# York - not a grand day out



## moch (May 21, 2005)

We went to York last week and stayed at the Caravan and Camping Club temporary holiday site, so far so good! We cycled into York and used our cable lock to lock the two bikes together and through one of the many cycle racks. I even put a second lock on my back wheel. We returned within an hour and the cycle lock had been cut and my bike was missing. All over Europe we have locked up these bikes and never had a problem, then come back to this country only to have one of them stolen. My husbands bike was left with the cable lock over his bike as if it was still locked. With hindsight I wish we had sat down and waited as I'm sure the lowlife would have been back for the second bike. Perhaps just as well we didn't as Ian said he would have swung for him (or her)!!!
The next day we passed the same spot and there were 2 really heavy duty locks obviously having been cut as well. By sheer coincidence those 2 bikes belonged to a couple in the motorhome behind us. So in less than 24 hours some lowlife had stolen £1000 worth of bikes.
The Police told me that York has a major problem with bike theft. When I asked why there were no signs to warn people, they said York Council won't allow this as it shows York in a negative light. Best they don't ask me what I feel right now.
So to anyone thinking of visiting York, DO NOT TAKE YOUR CYCLE, otherwise you could end up leaving it as well.

Cheesed off and wheelless
Mrs Moch


----------



## bognormike (May 10, 2005)

Thanks for the warning, Moch. But if ours were nicked, the value would only go up by about £20 :roll: . I'd like a flashy new bike, but would be scared to leave it parked up, or even on the back of the 'van. :roll:


----------



## 106559 (Aug 19, 2007)

It would be so easy for the police to set a trap but :roll: . Will they bother?


----------



## foll-de-roll (Oct 29, 2007)

Hi My son is working in York at the moment. In the past 18mths he has lost two very expensive bikes. In both instances the bikes were securely locked behind a locked gate. My son found a CCTV Camera which had shots of the thieves caught in the act of stealing the cycles. The Police recognised them, but said they couldn't do anything about it, as they were from some local "Care Home". :x :x :x


----------



## pippin (Nov 15, 2007)

So that's OK then!


----------



## Broom (Oct 8, 2007)

Your lucky the police bothered to talk to you.

Best Regards
Broom

A York local


----------



## Rapide561 (Oct 1, 2005)

*Bikes*

My dad has various push bikes available. He finds them when he is out walking his two dogs and usually they need litle more than a bit of oil on the chain and a tyre repair. He uses the bikes for a few weeks and then takes it to the second shop. I asked him why he does this "recycling" and he says it makes a nice change to ride a different bike. These are ideal for motorhome use as if someone nicks 'em, they are worthless anyway.

Russell


----------



## jocie (Dec 24, 2006)

Thank goodness for Motorhome facts when we have pathetic councils like that in York who don't care about visitors getting locked bikes stolen. I was going to visit York soon but shall go elsewhere to spend my money, and shall also tell the council why!!


----------



## 106559 (Aug 19, 2007)

I've just E Mailed them re concerns about their attitude to theft. Not holding my breath though.


----------



## bertieburstner (May 1, 2005)

bicycles can get stolen anywhere. We had ours stolen in Sitges in Spain. Didn't put us off going there again, just went back with D type locks. The normal cable locks are pretty useless.


----------



## rraf (Jul 11, 2009)

I guess they didn't have CCTV running either.If it's well known for bike theft,then surely they owe it to the public to have cameras watching target areas?


----------



## 106559 (Aug 19, 2007)

I think the council's attitude is the main gripe.


----------



## moch (May 21, 2005)

I wrote to North York Police HQ requesting information on the number of bikes stolen in York City in the last 12 months and the numbers returned to owners. Remember this is only the number reported to Police.

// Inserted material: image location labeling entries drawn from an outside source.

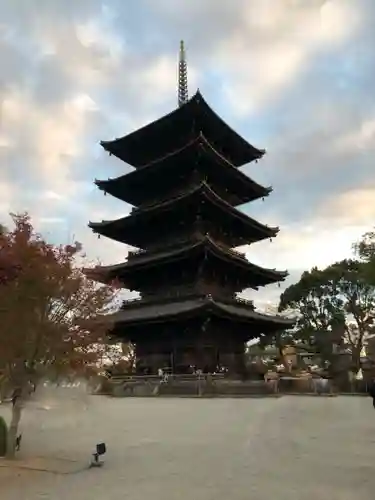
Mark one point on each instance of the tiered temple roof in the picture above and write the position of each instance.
(184, 189)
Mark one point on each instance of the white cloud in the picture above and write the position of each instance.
(288, 36)
(362, 139)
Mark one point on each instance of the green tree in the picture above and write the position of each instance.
(335, 305)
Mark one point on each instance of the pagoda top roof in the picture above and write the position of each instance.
(142, 312)
(135, 185)
(171, 131)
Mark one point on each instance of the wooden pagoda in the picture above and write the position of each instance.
(184, 188)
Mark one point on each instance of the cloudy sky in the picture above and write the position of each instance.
(295, 77)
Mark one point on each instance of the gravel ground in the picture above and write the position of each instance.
(294, 448)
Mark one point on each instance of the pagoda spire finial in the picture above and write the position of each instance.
(182, 76)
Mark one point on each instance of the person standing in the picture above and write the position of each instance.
(371, 391)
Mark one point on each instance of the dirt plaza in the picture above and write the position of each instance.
(293, 447)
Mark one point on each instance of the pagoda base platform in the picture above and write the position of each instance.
(189, 386)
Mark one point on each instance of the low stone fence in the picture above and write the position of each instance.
(218, 385)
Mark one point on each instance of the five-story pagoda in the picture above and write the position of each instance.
(184, 189)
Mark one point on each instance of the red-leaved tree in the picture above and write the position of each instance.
(48, 311)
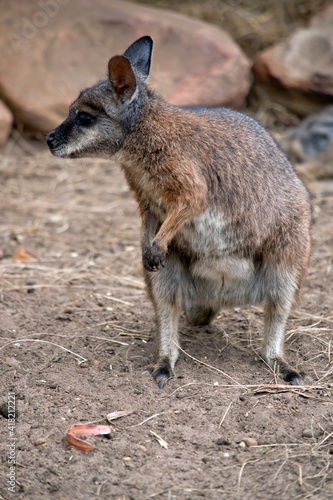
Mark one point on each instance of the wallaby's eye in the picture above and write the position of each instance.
(85, 119)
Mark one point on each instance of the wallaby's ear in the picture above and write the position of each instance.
(139, 54)
(121, 77)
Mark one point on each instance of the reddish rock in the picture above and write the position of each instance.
(299, 71)
(51, 49)
(6, 122)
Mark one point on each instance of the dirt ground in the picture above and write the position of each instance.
(76, 329)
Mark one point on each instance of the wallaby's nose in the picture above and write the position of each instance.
(50, 139)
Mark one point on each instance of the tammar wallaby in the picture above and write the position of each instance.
(225, 218)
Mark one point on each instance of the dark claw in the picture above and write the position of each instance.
(152, 258)
(162, 375)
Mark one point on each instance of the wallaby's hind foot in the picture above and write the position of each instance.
(285, 371)
(162, 372)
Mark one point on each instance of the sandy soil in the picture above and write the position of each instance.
(85, 293)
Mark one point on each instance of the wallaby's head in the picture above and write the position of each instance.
(101, 117)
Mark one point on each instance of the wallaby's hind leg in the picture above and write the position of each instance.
(281, 291)
(164, 290)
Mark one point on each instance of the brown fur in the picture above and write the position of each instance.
(225, 218)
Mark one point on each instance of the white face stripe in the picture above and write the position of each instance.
(83, 141)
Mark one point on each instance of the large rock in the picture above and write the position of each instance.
(310, 138)
(299, 72)
(6, 122)
(51, 49)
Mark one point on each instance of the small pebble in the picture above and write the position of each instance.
(40, 441)
(307, 433)
(222, 441)
(250, 442)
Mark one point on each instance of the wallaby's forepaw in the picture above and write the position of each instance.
(153, 257)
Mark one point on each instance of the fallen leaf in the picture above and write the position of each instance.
(85, 430)
(160, 440)
(23, 255)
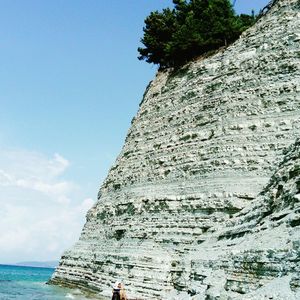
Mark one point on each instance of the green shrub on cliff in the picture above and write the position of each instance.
(175, 36)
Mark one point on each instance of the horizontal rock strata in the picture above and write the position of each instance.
(181, 213)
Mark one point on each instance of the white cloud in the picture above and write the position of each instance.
(41, 213)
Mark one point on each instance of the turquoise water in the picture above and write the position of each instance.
(26, 283)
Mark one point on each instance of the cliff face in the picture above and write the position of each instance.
(192, 206)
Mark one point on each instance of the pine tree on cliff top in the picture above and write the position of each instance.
(175, 36)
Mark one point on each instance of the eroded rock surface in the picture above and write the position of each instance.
(188, 210)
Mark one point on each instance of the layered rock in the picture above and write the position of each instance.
(186, 188)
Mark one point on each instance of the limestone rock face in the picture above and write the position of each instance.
(203, 200)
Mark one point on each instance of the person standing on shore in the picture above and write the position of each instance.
(123, 292)
(116, 291)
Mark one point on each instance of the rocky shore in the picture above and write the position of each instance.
(203, 200)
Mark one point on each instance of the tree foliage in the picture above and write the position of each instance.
(193, 27)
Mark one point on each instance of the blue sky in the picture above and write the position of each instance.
(70, 84)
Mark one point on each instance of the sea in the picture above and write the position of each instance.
(29, 283)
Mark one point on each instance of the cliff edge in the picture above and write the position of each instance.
(203, 200)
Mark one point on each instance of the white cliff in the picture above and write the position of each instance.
(203, 200)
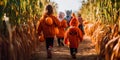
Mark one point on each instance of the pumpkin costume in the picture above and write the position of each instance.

Month and year	Number stolen	Number returned to owner
July 2008 71 4
August 2008 75 6
September 2008 81 8
October 2008 117 2
November 2008 104 3
December 2008 79 3
January 2009 83 2
February 2009 72 4
March 2009 98 8
April 2009 92 4
May 2009 82 3
June 2009 104 2

So 49 bikes returned out of 1058 stolen in the last year.

Bognormike - I have a hip problem so walking is a problem for me but I can cycle so need a half decent bike. Mine wasn't nearly as expensive as the other couples bikes.

Derekfaeberwick - When I reported the loss to Crimestoppers, I was asked to go into the museum (it was a cycle rack in their ground) and ask if they had CCTV. Wouldn't you think the Police would know where the cameras are?

Foll-de-roll - You have said exactly what Police said - even with CCTV they can't always prosecute.

Pippin - It's probably against their human rights - you're only picking on me because I'm in care.

Broom - I think you are even more cynical than me!

Rapide 561 - You won't find many bikes lying around where I live but I admire your Dads ethics.

Derekfaeberwick - I will be interested to hear if you get a reply from York Council. I decided on an official letter to the leader of York Council as I thought an email was to easy to get "buried".

Bertieburstener - Maybe we were lucky in Spain last winter. You are right cable locks are useless and have now bought a D lock for the other bike though our local bike shop said they were not infallible.

rraf - My point exactly. I did have a phone call from the Police saying they thought there was CCTV in the area but as it was Saturday they couldn't review it until Monday.

Well I think I've said my piece,

Maggie
(Mrs Moch)


----------



## moch (May 21, 2005)

I've made a right pigs ear of the figures, they were at one time all neatly in columns - I hope you can make them out
Maggie


----------